Rio Tinto Kennecott adds solar plant

Rio Tinto has wrapped up construction of a new 5-megawatt solar power plant that will run its Kennecott copper mine outside Salt Lake City, Utah.

The 12,800-solar-panel plan will serve as a pilot project, with its ultimate goal being to expand the mine’s solar energy supply. Commissioning is scheduled in the coming weeks, and Rio Tinto said the addition will help it reduce its operational emissions by 3,000 tonnes of carbon dioxide equivalent annually.

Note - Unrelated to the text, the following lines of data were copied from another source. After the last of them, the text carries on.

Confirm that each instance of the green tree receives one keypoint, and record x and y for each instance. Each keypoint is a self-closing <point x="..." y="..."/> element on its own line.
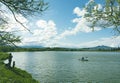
<point x="104" y="15"/>
<point x="23" y="7"/>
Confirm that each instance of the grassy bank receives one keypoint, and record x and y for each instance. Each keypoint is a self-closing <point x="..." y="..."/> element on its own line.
<point x="13" y="75"/>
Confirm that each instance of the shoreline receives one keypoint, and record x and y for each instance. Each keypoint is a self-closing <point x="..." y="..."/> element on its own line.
<point x="13" y="75"/>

The solar facility is part of the miner’s priority shift to sustainable energy solutions; Kennecott closed its coal-fired plant in 2019 and transitioned to electricity paired with renewable energy certificates. That move reduced its carbon footprint by 65% and eliminated more than 1 million tons of carbon dioxide output per year.  

Rio Tinto Kennecott Managing Director Nate Foster said the complex has a “key role to play” in its backing of the energy transition.

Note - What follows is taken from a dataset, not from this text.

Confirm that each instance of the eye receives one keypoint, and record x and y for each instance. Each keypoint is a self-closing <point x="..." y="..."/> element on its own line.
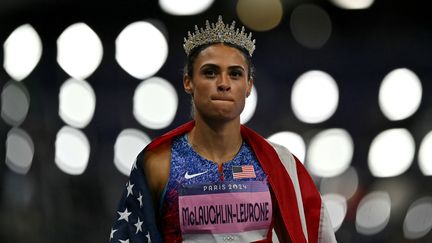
<point x="236" y="73"/>
<point x="209" y="73"/>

“We supply U.S. companies with the copper and tellurium they need to produce solar panels, wind turbines and conductors. We also continue to take steps to further decarbonize our business, from our battery electric vehicle trial to our renewable diesel trial and now to our very own solar plant,” he said.

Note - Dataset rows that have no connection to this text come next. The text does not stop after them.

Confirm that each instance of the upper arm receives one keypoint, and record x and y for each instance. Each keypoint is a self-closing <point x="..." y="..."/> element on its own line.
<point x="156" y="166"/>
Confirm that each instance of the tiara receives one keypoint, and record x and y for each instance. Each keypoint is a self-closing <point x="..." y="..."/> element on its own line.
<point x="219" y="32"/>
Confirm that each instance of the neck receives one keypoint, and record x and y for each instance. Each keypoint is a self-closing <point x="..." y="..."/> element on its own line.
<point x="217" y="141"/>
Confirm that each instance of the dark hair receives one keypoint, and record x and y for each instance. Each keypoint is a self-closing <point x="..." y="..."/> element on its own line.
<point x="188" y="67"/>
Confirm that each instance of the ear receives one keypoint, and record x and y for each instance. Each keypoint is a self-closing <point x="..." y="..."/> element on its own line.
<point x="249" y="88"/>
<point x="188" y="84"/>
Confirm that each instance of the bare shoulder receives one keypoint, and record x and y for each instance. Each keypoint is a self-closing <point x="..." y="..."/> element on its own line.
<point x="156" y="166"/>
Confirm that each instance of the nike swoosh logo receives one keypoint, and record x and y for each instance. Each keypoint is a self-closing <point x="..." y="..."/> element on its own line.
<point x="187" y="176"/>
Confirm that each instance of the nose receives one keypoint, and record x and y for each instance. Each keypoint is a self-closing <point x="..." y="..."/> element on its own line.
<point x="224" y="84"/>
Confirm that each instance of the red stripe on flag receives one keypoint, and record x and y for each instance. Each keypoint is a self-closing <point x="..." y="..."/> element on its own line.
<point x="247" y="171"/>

Rio Tinti said it carefully selected the location for the 30-acre solar array so as to minimize visual and environmental impacts: “It is adjacent to other existing industrial operations, away from residential and commercial zones, with earthen berms from the railway providing a visual barrier to most of the installation,” the company noted.

Rio Tinto aims to reduce its global Scope 1 and 2 emissions by 50% by 2030 and to achieve net zero emissions by 2050.